A couple
of interest groups graded Louisiana’s legislators harshly for their votes last
session. But a more comprehensive overview shows things weren’t as “bad” as
these groups make them out to be.
This month, stalwart grader the
Louisiana Association of Business and Industry put out its annual
scorecard, while Americans for Prosperity launched its initial version. Both hew to conservative
issue preferences, with the former representing business interests and the
latter ideological conservatives.
LABI provides a listing for every
legislator and grades them on a long list of votes, some procedural, some
final, with some counting for as little as less than one percent of the
cumulative score and the most about ten percent (weighings varied between
chambers). By contrast to this completeness, AFP does not attempt an aggregate
listing nor a grade; it simply shows how legislators who represent a postal
address voted on eight measures, most of these also appearing on LABI’s.
So for AFP’s site, this would
require parsing through dozens of addresses to see all, but with knowledge of
the picked final votes on bills, it’s clear that the majority of lawmakers had
more misses than hits according to the group. In the case of LABI, it computes
clear statistics for each that assigns a letter grade, leading to “failing”

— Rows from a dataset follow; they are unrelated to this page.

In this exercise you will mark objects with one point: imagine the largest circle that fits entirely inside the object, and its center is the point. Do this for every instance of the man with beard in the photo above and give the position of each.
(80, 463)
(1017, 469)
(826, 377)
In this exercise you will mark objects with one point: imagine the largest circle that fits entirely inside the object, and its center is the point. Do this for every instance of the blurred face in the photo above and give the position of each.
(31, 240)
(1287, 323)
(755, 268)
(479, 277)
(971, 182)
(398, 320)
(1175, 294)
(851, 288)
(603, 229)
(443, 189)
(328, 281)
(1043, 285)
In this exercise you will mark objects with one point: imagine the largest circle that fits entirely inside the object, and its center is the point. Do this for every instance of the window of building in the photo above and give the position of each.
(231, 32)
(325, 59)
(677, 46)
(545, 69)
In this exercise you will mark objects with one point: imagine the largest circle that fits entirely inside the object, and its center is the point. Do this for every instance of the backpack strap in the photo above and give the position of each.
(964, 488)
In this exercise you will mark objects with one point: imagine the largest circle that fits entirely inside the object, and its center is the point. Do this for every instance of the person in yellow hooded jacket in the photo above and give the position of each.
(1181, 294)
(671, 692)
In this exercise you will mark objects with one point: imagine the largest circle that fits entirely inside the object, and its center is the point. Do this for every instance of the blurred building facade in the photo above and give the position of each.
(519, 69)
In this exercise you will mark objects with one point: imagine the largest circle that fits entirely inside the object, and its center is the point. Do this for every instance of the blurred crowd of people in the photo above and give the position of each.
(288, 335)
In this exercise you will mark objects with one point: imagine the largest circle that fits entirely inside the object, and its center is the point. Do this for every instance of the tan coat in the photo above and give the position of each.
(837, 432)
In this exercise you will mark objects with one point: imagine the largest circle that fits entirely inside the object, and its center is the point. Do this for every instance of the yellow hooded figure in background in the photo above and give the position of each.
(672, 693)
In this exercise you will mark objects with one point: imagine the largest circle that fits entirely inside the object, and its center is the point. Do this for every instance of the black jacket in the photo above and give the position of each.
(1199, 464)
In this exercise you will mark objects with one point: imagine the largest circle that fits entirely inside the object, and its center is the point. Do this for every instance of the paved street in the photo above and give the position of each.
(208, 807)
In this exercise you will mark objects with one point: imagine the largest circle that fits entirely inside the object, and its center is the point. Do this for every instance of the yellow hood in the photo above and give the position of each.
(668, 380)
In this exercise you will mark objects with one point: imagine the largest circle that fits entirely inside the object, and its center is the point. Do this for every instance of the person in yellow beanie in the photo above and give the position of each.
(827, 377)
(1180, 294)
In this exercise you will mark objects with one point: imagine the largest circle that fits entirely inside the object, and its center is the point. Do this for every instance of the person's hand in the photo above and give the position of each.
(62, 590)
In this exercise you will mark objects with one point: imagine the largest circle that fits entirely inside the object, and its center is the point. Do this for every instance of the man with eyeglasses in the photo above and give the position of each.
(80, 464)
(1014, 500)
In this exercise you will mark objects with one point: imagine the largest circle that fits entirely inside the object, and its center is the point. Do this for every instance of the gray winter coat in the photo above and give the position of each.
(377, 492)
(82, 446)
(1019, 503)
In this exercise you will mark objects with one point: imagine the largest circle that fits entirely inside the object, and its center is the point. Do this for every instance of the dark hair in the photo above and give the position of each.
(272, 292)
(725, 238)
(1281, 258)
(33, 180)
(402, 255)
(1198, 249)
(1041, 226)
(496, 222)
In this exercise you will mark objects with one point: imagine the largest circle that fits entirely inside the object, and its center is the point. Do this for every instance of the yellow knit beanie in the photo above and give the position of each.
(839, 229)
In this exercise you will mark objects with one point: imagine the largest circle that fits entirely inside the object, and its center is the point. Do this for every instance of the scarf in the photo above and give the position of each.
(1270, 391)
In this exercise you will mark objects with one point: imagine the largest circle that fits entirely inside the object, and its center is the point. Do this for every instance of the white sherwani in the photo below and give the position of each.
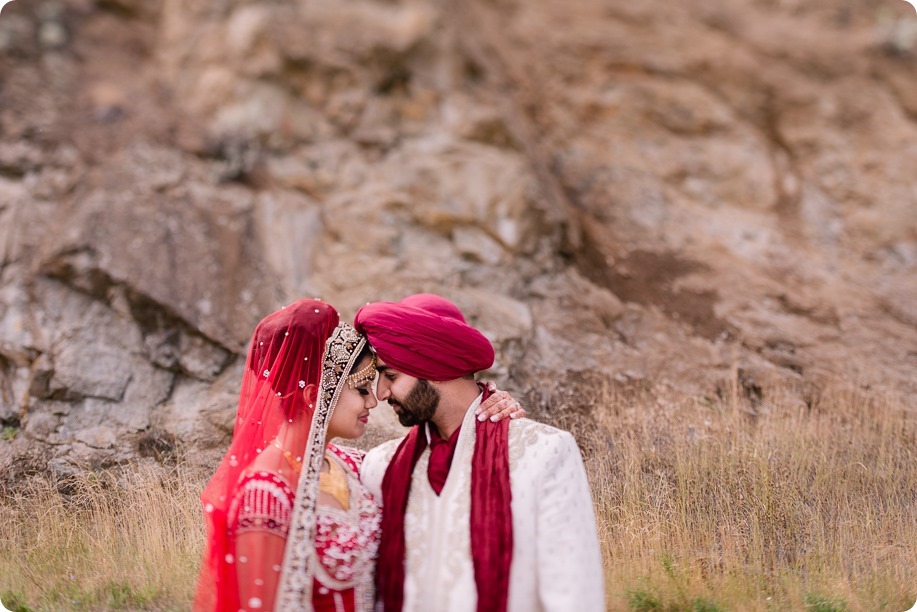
(557, 565)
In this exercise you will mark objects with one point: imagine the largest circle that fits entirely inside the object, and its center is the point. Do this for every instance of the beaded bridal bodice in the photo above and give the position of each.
(347, 541)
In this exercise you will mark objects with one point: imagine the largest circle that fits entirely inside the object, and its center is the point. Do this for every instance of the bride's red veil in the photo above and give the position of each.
(282, 374)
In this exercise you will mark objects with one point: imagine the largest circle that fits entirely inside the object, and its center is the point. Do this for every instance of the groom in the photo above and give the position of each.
(476, 515)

grades (below 60) for about half of the Legislature. This measure also has the
advantage of comparisons the previous years, which reveal that the 51 aggregate
score was the lowest since 2004 by far, and a full 15 points lower than in
2014.
But both paint an unnecessarily
pessimistic (if you agree with the groups’ goals) picture of legislators this
year, because both concentrate heavily, if not exclusively in the case of AFP,
on votes that deal with budgets and tax measures. About two-thirds of the LABI
Senate score and over four-fifths of the House score was based on these. And
while such votes are important and were disappointing in the main to
conservatives who wanted to see smaller government instead of tax increases,
they don’t tell the whole story.
Every year, as part of my other
blog that reviews and reports upon legislation when the Legislature is in the
session, the Louisiana Legislature Log,
I compile a voting
scorecard. It attempts to be a comprehensive overview of votes, along a
dimension the endpoints of which are conservatism/reformism and liberalism/populism,
picking out bills of some importance that present a choice in regards to these
concepts and where there was at least some disagreement among legislators.
These also are weighed by importance, although none singly this year was less
than five percent nor more than 15 percent. More importantly, the influence of
changes in tax rates or impositions is significantly smaller, at just 40
percent of the aggregated score for senators and 50 percent for
representatives. Nor are they limited, as in the case of LABI, just to issues
with a business connection, although many have at least an indirect one. As for
LABI higher scores represent more conservative preferences, with the LLL higher
scores represent more conservative/reform preferences.
This
year, the average LLL aggregate score was almost 57, so not far off the
LABI average aggregation. However, this does not represent much of a departure
from historical norms, being just 2.5 points below the 2014 score. In fact, it
was about four points higher than the average since 2004 inclusive, where understandably
until Republicans gained a majority in both chambers in 2010, the lifetime average
had been a bit below 50 whereas for LABI this was the first time its scale has
gone below 60 in that period.
Keep in mind that the indices don’t
measure exactly the same thing, which sometimes leads to a wildly differing
scores for the same legislator. For example, state Rep. Sam Jones was
lauded by LABI as the only high-scoring Democrat for last session, yet he
mustered only a 45 according to the LLL, half his LABI score. By contrast, Democrat
state Rep. Pat
Smith, a historically low LLL scorer who actually finished with the lowest
score in 2014, cast votes in a way that the LLL index ranked her on the
conservative/reform side of the leger at 65 while LABI scored her at about half
of that. But more often than not, the two indices agree on the relative
placement of a legislator; for example, Republican state Sen. Dale Erdey was the third-ranked LABI
scorers among senators at 80, while he scored perfectly on the LLL index, and
perfect LABI scorer Republican state Rep. Ray Garafalo managed
sixth highest at 75 in the House on the LLL index.
However, the LLL index does try to
be more comprehensive in its approach and (obviously as I would think) gives a
more well-rounded view of legislators’ voting habits. Most years, that gets
them as a whole into more trouble among conservatives than LABI’s scores would
indicate, but the extreme binging on tax increases this year punished them disproportionately
with LABI. So, maybe their overall performance this year wasn’t great, and
criticism levied by LABI and others that they gave short shrift to spending
reductions at the expense of enthusiasm for tax increases certainly is valid,
but they may not have failed as much as observers interested in a full spectrum
of conservative issues might have gathered from the publicity by LABI and AFP.